Like so many architects, Grimshaw took real pleasure in sailing. He kept his boat in Norfolk, and treated sailing as much a research topic as a hobby. In one of his former studios, the main staircase was fabricated from an aluminium yacht mast. “What I find fascinating about boat design is that you can’t muck around … A boat has to be a boat, if it is not, it sinks. The appeal is the absolute functionality. And boats are beautiful because of that,” he told me.

Grimshaw’s buildings have proved both functional and impressively adaptable. The FT print building is a data centre now. Miller’s furniture factory houses several departments of Bath Spa University.
Architecture is not an easy profession. When Grimshaw decided to stand for election as president of the Royal Academy, aged 65, he confessed that he had begun to weary of the more bureaucratic aspects of architectural practice. “I’ve been an architect for 40 years, and 80% of it is a battle. There are battles on-site, over legal issues, over financial matters, and with the client.” His spa project that was meant to be a glamorous new attraction for Bath remained empty and unused for several years because of legal wrangles with the contractor. There were also technical and legal issues at Waterloo station. Grimshaw’s plans for remodelling the Royal College of Art had to be abandoned, even though it had planning permission, when a wealthy neighbour threatened a legal challenge that the RCA could not afford to contest.

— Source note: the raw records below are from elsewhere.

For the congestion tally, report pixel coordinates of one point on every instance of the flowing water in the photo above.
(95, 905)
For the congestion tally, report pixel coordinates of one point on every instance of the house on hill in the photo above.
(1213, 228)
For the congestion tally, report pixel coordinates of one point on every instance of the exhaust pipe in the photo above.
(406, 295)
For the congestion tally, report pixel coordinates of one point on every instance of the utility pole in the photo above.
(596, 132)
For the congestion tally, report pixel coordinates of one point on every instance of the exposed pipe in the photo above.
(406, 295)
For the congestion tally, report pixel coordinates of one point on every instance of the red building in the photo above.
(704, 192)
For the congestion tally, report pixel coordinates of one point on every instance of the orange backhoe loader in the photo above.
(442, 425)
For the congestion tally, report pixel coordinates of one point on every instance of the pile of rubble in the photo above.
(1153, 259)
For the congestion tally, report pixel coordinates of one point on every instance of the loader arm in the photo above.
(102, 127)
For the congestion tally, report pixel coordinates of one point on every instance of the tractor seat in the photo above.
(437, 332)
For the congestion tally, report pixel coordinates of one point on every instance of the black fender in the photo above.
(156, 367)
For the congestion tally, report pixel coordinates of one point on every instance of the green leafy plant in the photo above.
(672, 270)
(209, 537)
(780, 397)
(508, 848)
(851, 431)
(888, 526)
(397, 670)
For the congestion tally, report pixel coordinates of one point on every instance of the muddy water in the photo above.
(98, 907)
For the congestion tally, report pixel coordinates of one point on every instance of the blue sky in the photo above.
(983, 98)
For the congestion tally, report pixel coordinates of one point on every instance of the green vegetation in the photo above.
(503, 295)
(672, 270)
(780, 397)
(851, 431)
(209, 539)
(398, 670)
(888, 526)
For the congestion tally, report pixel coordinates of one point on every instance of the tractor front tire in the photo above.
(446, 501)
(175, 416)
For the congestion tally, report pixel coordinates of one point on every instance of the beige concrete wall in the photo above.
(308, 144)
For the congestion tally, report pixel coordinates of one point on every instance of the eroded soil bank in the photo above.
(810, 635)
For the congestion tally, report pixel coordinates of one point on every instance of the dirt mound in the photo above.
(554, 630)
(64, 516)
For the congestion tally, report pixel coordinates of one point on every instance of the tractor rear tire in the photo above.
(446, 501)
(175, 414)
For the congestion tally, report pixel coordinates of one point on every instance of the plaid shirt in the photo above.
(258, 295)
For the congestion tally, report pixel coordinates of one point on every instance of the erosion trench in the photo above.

Grimshaw was a highly effective president of the Royal Academy from 2004, bringing calm and stability to what was then a troubled organisation. He put in place financial controls and a professional management structure. He was also generous, making use of the role to give another architect the chance to excel – he abandoned the institution’s previous over-ambitious £50m plan to integrate the former Museum of Mankind building in Burlington Gardens with the Royal Academy, clearing the way for David Chipperfield’s successful remodelling.
Grimshaw was knighted in 2002, elected as president of the Royal Academy of Arts in 2004 and awarded the RIBA gold medal for architecture in 2019, the year in which he handed over the chairmanship of the practice that he had founded.
He married Lavinia Russell in 1972, and she survives him, as do his two daughters, Isabel and Chloe.